We’ve heard for years that the right light can transform the way a space looks and feels, but it’s easy to dismiss that with an eye roll—how much of a difference could a light bulb really make? A massive one, it turns out, but it’s not as obvious as adding another lamp to a room. Because you need to consider the temperature of the light (as in, how warm or cool its tones are, typically measured from 1,000 to 10,000 Kelvins), an argument lighting company Ketra proves pretty simply with a single image:
Yup, that’s the exact same room, lit the same way, but the bulbs are adjusted to different temperatures. Benjamin Moore’s 2020 Color of the Year, First Light—a pale, ballet-slipper pink—is on the wall, but in each photo, you’d swear it was a different shade. As the Kelvin temperature of the bulbs changes from left to right, the color shifts from having yellowy undertones to appearing like a neutral white to giving off a bluish tint.
"The first image (far left) is an example of the bright white light you'd see at midday (about 5,000 degrees Kelvin), which highlights the paint's cooler, more blue undertones," says Liana Frey, Ketra's VP of marketing. "The second demonstrates a warmer, afternoon light (about 3,200 degrees Kelvin), which lets the natural pink shine." The third image shows the lighting adjusted to a warmer tone, about 2,400 degrees Kelvin, which makes the paint look rosier.

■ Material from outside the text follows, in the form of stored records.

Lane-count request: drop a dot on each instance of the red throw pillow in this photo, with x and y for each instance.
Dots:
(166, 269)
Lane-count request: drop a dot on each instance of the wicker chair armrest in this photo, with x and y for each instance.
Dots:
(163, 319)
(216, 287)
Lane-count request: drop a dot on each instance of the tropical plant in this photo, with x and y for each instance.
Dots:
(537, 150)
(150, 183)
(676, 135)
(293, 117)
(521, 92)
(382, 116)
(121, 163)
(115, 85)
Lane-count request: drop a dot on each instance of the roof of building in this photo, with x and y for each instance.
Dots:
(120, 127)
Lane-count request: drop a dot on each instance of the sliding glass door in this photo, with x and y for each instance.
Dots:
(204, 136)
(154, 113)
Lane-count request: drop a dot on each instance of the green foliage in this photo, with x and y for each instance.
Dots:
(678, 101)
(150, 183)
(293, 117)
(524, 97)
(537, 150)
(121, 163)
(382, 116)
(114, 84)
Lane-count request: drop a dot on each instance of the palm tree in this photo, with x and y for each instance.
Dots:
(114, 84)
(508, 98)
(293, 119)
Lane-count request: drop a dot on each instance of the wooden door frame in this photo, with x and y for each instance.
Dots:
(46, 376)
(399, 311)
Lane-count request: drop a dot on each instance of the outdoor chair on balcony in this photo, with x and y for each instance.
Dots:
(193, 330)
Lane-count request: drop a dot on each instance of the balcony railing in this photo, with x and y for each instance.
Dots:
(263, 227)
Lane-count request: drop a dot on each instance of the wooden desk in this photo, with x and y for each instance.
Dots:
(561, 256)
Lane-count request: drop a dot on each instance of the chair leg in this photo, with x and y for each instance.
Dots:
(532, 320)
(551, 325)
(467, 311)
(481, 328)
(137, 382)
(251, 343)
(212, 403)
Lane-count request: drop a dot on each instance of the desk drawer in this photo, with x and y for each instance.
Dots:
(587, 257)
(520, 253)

Seeing the three side by side makes a strong case for actually following that old rule of looking at paint swatches on the wall to see how they appear throughout the day as the light changes, but designer Young Huh would take things one step further and consider the direction your windows face before choosing your swatches.
“Northern light tends to be more blue, while southern light is more yellow, which can significantly impact the paint color in different settings,” she says. “A light pink can wash out near a southern window or look too bright in northern light.”
It also explains why a color you loved in aisle three of Home Depot suddenly seems garish on your walls. Often, commercial stores use a higher color temperature (think 3,500 Kelvin and above) than most people use in their homes.
If you find you like the color in a room most of the time, you could always install adjustable LED lighting (that is, in fact, how Ketra got its three takes on the same room). If it’s a cloudy day and the walls are suddenly looking drab, you can make the lights cooler or warmer without having to change out a bulb (because, honestly, who would do that?!).
There’s no hard-and-fast rule on the optimal light temperature for a room—you simply have to play around to get a sense of what you like best. But Frey does suggest one thing across the board: Whatever you do, layer your lighting so the room has more depth and visual interest.
“Layered lighting is achieved by mixing different types of lighting,” she says, offering three types to consider working into any room: “ambient lighting, like overhead fixtures or recessed lights; task lighting, like under-cabinet lights, vanity lights or reading lights; and accent lighting, which often spotlights artwork or architectural elements.”
So, if you’re totally tired of a room, consider switching up your lighting before busting out the drop cloths and paint rollers.